Women’s Legal Services Australia and Hobart’s Sexual Assault Support Service (SASS) are lobbying for changes to the Family Law Act to require courts to consider family violence when determining property split.
Relationship violence currently does not automatically affect a Family Court property settlement decision unless, generally, it can be proved to have affected a party’s ability to earn a living.
However SASS, in a submission to the federal parliamentary inquiry into the law and family violence, has called for the courts to be compelled to consider the wrongdoings of a family violence perpetrator in property splits.
And Women’s Legal Services Australia has called for the courts to take family violence into account “as a negative con- tribution by the perpetrator’’.

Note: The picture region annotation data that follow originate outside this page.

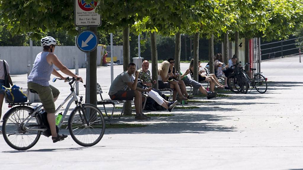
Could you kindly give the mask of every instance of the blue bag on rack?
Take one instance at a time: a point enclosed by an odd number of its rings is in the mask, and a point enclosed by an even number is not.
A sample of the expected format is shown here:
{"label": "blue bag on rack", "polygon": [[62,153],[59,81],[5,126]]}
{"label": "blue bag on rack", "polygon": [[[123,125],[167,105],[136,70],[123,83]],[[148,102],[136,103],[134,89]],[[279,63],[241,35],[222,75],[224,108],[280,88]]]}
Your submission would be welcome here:
{"label": "blue bag on rack", "polygon": [[7,88],[2,86],[2,90],[4,91],[4,96],[6,103],[18,103],[27,102],[27,96],[23,93],[20,87],[15,85],[10,88]]}

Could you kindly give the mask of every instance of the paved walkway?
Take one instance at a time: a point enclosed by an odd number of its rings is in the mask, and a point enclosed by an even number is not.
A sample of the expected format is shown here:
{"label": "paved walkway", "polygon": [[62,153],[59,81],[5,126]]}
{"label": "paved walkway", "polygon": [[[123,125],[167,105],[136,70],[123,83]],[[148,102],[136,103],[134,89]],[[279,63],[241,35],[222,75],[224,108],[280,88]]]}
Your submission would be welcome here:
{"label": "paved walkway", "polygon": [[[181,70],[189,65],[181,64]],[[265,94],[253,90],[246,95],[229,93],[231,96],[209,100],[212,102],[191,104],[198,109],[175,109],[174,116],[148,121],[123,118],[119,122],[148,126],[107,129],[92,147],[81,147],[70,136],[55,144],[42,136],[31,149],[20,152],[0,137],[0,167],[7,170],[302,169],[302,66],[298,57],[263,62],[262,71],[270,81]],[[98,69],[98,81],[106,92],[110,68]],[[121,66],[114,68],[115,75],[122,72]],[[80,75],[85,75],[85,71],[80,69]],[[12,78],[16,84],[25,85],[26,75]],[[55,83],[52,84],[61,92],[58,105],[69,88],[63,82]],[[84,88],[80,90],[83,94]],[[4,107],[4,111],[8,109],[5,104]]]}

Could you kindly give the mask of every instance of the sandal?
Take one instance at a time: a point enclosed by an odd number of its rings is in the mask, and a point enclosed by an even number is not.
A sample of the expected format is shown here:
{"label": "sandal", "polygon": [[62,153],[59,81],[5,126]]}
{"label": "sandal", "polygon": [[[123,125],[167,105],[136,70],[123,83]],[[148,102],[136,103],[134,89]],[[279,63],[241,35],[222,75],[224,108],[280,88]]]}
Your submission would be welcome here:
{"label": "sandal", "polygon": [[67,137],[67,135],[59,135],[58,134],[57,135],[57,137],[52,137],[52,139],[55,139],[53,140],[53,143],[56,143],[56,142],[63,140],[64,140],[64,138],[66,138]]}

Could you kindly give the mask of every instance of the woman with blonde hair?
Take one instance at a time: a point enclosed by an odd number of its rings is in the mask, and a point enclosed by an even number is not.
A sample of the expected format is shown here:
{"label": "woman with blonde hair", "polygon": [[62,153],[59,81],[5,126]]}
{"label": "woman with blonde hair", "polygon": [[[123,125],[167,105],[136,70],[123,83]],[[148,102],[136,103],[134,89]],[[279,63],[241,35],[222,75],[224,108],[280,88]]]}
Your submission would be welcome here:
{"label": "woman with blonde hair", "polygon": [[[200,66],[200,64],[201,64],[201,62],[200,61],[200,60],[199,60],[198,61],[198,65],[199,66],[199,67],[200,68],[201,67],[202,67],[202,66]],[[192,59],[191,61],[190,64],[189,64],[189,67],[188,68],[188,69],[191,73],[193,73],[192,74],[193,74],[194,73],[193,59]],[[205,72],[205,70],[203,70],[199,72],[198,81],[207,81],[209,82],[210,87],[210,90],[212,92],[214,92],[214,88],[215,87],[215,84],[216,84],[218,86],[218,88],[224,88],[224,86],[219,82],[219,81],[218,81],[218,79],[217,79],[215,75],[214,74],[209,74],[207,76],[202,75],[202,73]]]}
{"label": "woman with blonde hair", "polygon": [[[182,100],[188,99],[182,95],[180,90],[180,87],[176,81],[172,81],[169,82],[167,82],[168,79],[172,76],[173,74],[171,72],[168,73],[168,68],[170,64],[167,61],[164,61],[161,64],[161,65],[158,69],[158,84],[159,89],[175,89],[179,95],[179,97]],[[173,96],[173,101],[176,100],[177,96],[174,93]]]}

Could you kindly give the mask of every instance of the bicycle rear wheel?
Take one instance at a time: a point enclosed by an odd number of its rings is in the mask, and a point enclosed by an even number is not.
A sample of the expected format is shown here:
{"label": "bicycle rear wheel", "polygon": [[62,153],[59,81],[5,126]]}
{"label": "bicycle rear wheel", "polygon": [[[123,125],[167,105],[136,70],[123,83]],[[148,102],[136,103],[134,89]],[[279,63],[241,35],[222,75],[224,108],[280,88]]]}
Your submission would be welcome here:
{"label": "bicycle rear wheel", "polygon": [[260,73],[257,73],[254,77],[255,88],[258,92],[263,93],[267,90],[267,81],[265,77]]}
{"label": "bicycle rear wheel", "polygon": [[[88,118],[88,122],[85,117]],[[82,107],[78,106],[75,108],[69,116],[68,124],[73,139],[83,146],[97,144],[102,139],[105,130],[103,115],[98,108],[90,104],[83,104]]]}
{"label": "bicycle rear wheel", "polygon": [[238,82],[238,80],[235,73],[230,74],[227,77],[227,85],[231,91],[235,93],[239,93],[242,90]]}
{"label": "bicycle rear wheel", "polygon": [[28,119],[25,119],[34,110],[27,106],[20,106],[8,110],[3,117],[2,131],[6,143],[17,150],[26,150],[34,146],[38,142],[41,131],[33,130],[41,124],[38,117],[32,117],[26,124]]}

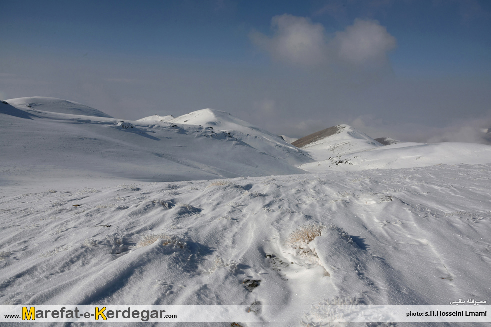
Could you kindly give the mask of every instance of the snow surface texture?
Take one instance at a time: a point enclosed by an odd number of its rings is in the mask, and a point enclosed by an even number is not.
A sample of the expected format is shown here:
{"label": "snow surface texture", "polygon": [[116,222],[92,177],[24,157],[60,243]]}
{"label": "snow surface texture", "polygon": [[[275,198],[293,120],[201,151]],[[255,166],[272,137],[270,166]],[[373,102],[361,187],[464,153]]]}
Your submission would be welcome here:
{"label": "snow surface texture", "polygon": [[211,109],[123,121],[9,101],[0,304],[246,305],[316,326],[322,306],[491,301],[491,147],[344,125],[299,149]]}
{"label": "snow surface texture", "polygon": [[0,303],[259,301],[294,326],[326,301],[489,300],[490,181],[461,165],[5,197]]}

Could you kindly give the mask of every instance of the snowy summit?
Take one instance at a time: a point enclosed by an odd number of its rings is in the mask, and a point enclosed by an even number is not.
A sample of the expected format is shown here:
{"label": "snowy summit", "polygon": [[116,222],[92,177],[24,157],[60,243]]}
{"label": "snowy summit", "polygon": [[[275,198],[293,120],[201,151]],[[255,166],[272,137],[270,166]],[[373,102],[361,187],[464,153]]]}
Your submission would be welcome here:
{"label": "snowy summit", "polygon": [[0,103],[0,128],[1,304],[317,326],[337,305],[491,300],[491,146],[346,125],[290,144],[224,111],[128,121],[43,97]]}

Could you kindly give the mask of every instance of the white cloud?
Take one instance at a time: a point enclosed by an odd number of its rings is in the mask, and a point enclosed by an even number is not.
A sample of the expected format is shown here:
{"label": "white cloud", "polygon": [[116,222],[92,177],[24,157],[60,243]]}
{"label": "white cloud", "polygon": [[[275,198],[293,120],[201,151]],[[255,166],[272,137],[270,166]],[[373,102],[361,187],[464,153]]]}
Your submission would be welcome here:
{"label": "white cloud", "polygon": [[320,24],[309,19],[284,14],[271,20],[275,30],[272,37],[258,32],[250,34],[252,42],[269,52],[275,60],[289,63],[312,66],[325,62],[327,43]]}
{"label": "white cloud", "polygon": [[396,46],[395,38],[376,20],[356,19],[330,40],[321,24],[303,17],[275,16],[271,26],[272,37],[254,31],[251,40],[273,60],[297,65],[384,63],[387,52]]}
{"label": "white cloud", "polygon": [[352,26],[336,33],[331,43],[338,59],[355,65],[385,61],[396,47],[396,38],[376,20],[355,19]]}

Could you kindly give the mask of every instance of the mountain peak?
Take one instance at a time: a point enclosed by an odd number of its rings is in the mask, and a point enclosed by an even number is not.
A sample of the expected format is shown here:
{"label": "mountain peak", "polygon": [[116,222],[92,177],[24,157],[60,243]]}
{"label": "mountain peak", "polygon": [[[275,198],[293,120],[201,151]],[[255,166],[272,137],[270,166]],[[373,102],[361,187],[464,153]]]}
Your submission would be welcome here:
{"label": "mountain peak", "polygon": [[84,104],[68,100],[46,96],[30,96],[10,99],[6,101],[17,109],[32,108],[58,113],[113,118],[105,112]]}

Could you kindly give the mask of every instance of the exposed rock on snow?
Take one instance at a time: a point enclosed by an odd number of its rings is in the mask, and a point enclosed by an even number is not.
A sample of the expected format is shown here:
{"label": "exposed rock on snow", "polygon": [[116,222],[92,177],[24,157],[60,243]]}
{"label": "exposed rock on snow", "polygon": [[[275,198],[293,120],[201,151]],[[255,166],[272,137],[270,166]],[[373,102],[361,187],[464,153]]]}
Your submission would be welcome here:
{"label": "exposed rock on snow", "polygon": [[395,140],[390,137],[379,137],[374,139],[382,145],[390,145],[391,144],[395,144],[401,142],[398,140]]}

“The courts should be required to consider the effect of family violence on the property settlement process and … the court should consider both the impact that the violence has on the victim and the negative contribution made by the perpetrator through being violent,’’ the service noted.
SASS chief executive Jill Maxwell said yesterday sexual assault and violence within a relationship was more common than many people thought and should be considered in a property split.
“It’s an important factor to consider,’’ Ms Maxwell said.
However, lawyer Greg Richardson said while family violence was a stain on the community and a horrible thing, there was no justification to return to the faultbased family law that existed pre-1975 in Australia.
“You would be going back 40 years by reintroducing fault, which I thought we had done away with.’’
Mr Richardson said victims of family violence had other avenues, both civil and criminal, to pursue perpetrators.